Continuously remind employee survivors they should be thankful to have a job. By not filling those vacant positions there's less competition for eventual promotions (assuming, of course, there's not another RIF - Reduction In Force). For recalcitrant, insufficiently grateful employees, some cheerfully designed signs - "thank you for not whining' and "beware the effects of second-hand whining" - may be prominently displayed in the work and break areas).

2. Avoid Negative Feelings through Positive Motivation.
Hire a hot shot outplacement team to motivate people to ignore their feelings of betrayal, fear and rage and to generate employee enthusiasm and positive thinking about updating the resume. Reassure confused and vulnerable employees that a change of job or an out-of-state position is the new learning curve they've probably needed. Hey, it's so prehistoric, so "p.b" - pre-boomer - to work twenty or thirty years in one place.

3. Separate the Transitionally Displaced.
Create a transition center for the dispirited who no longer have a job (but are still on payroll) that removes them from the rest of the company.

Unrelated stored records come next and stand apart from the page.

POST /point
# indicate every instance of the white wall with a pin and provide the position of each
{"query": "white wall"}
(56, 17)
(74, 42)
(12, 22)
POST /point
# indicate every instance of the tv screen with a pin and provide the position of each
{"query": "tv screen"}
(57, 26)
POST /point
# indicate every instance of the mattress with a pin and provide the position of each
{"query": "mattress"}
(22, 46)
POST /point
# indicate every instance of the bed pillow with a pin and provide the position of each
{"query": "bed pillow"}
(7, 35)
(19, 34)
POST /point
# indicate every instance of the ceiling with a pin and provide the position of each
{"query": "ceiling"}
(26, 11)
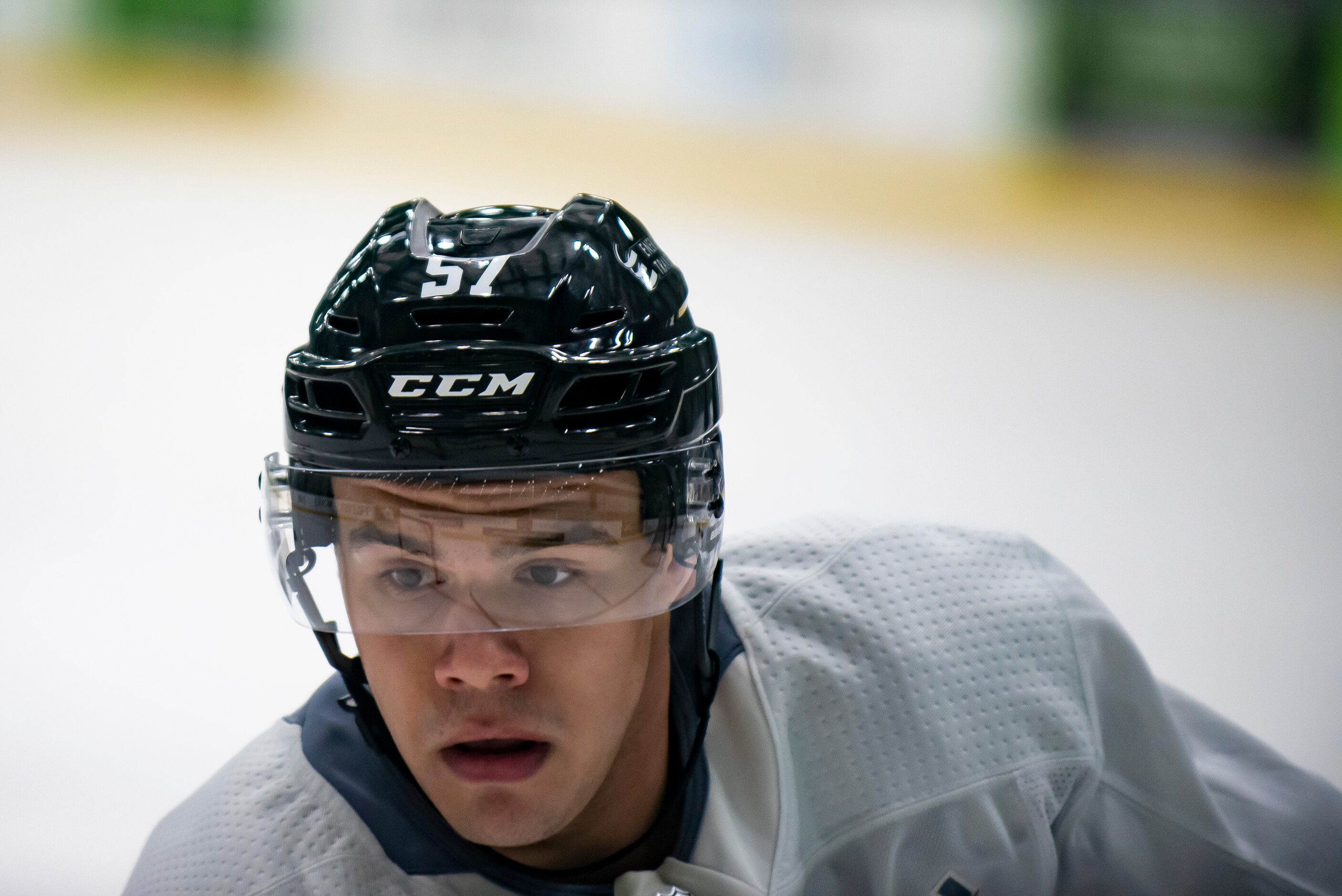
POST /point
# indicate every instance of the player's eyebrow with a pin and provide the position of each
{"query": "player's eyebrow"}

Without distractions, these isolates will focus expeditiously on their future career plans. (And don't let anyone mistake this center for a leper colony; these individuals are ill-fated, not contagious.)

4. Beware the "Blame Game."
Refuse to have management employee team building/group grieving sessions; open expressions of feelings just makes management the target of "another bitch session." (Please do not impute any sexist connotation to either open blabbering or the aforementioned "b"-word. These days, being a strong, silent John Wayne or Rambo-type is not just a male thing. There are plenty of Rambettes out there.)

5. Don't Get Predictable.
Keep information about the restructuring as vague and inconsistent as possible. In fact, the more disinformation the better. A certain amount of uncertainty heightens group competition and, hopefully, will disorient your best people and/or intimidate them from leaving.

6.ConsiderTokenTeamBuilding.
If absolutely necessary, allow a small matrix group to meet sporadically to provide only positive ideas and buy in for your ever evolving company vision (or is it hallucination?; so often it's such a fine line). Eventually retire the group with gilded framed team building certificates.

7. Create Social Diversions.
Plan a company picnic, a Christmas dinner party, or some diversionary event for your beleaguered, "survivor shock" employees. When not enough people sign up (or refuse to contribute a potluck dish) send an e-mail saying how, because of lack of employee interest, regretfully, the party had to be canceled.

In conclusion, if you or your executive management team has the courage and foresight to enact one or more of these cutting edge strategies, please let me know. As a reorganizational consultant, I certainly aspire to work with such a visionary, progressively "lean-and MEAN "upper-management team. I understand loneliness at the top. And believe me, you'll need all the help you can get!